There are a bunch of things that could be added to Gratuitous Tank Battles, all of which takes time, and lots of tweaking and balancing, and may or may not add to the gameplay. My pet idea is a ‘safe zone’ extending some distance behind heavy tanks, which gave infantry in that area a cover bonus against fire. Theoretically easy, but might it look a little weird? if there is obviously clear line-of-sight from enemy turret to infantry, how can I justify the bonus?
One thing that I have started on, because it was bugging me, is improving the defensive AI. A lot of people have been complimentary about the AI in GTB, which is very nice, as I am, in my heart a bit of an AI coder, but I see so many battles when the AI does dumb things. The two dumb things that really bugged me (but NOBODY has mentioned it) were as follows:
The Ai building turrets next to attacking units, rather than ahead of them, so they don’t stride past during construction
The AI not effectively demolishing and rebuilding units in the last minute or so of battle
The first problem is hopefully now fixed (The second has always been coded, but obviously needs more work), but it’s actually one of those coding problems that annoys AI people, because management will never understand the complexity (and think you are crap/slacking). In theory, the solution is simple – Don’t analyze the path next to each potential unit-build location, analyze the paths that are 5-10 path tiles ahead of them, so you can know what will be in range when a unit is built, rather than right now. Easy, job done, 10 minutes!

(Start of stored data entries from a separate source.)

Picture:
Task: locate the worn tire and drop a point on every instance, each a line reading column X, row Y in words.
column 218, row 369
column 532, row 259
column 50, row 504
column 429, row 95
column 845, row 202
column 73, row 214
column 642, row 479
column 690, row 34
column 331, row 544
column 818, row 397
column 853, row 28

But in practice much harder. There are maps with branching paths, and worse, some with paths that flip back between two tiles (making for some interesting recursive gotchas), so that means that identifying which path squares to keep an eye on and calculate ‘urgency’ for becomes a bit of a pain. It’s also horrendously slow, but thankfully way way faster in release build, and only happens on map load anyway. (Theoretically it could be saved out and rebuilt only on edits, but it turned out to be fast enough not to bother). To code all that, test it, optimise it and debug it (with a debug overlay to check it worked) , took the best part of a day, but I think it’s worth doing.
So today, one thing on the list is the demolishing/endgame stuff for the defensive AI. No reviewer has yet criticised the AI for the game, but I guess I should be aiming at them praising it, and hopefully I’m nudging in that direction.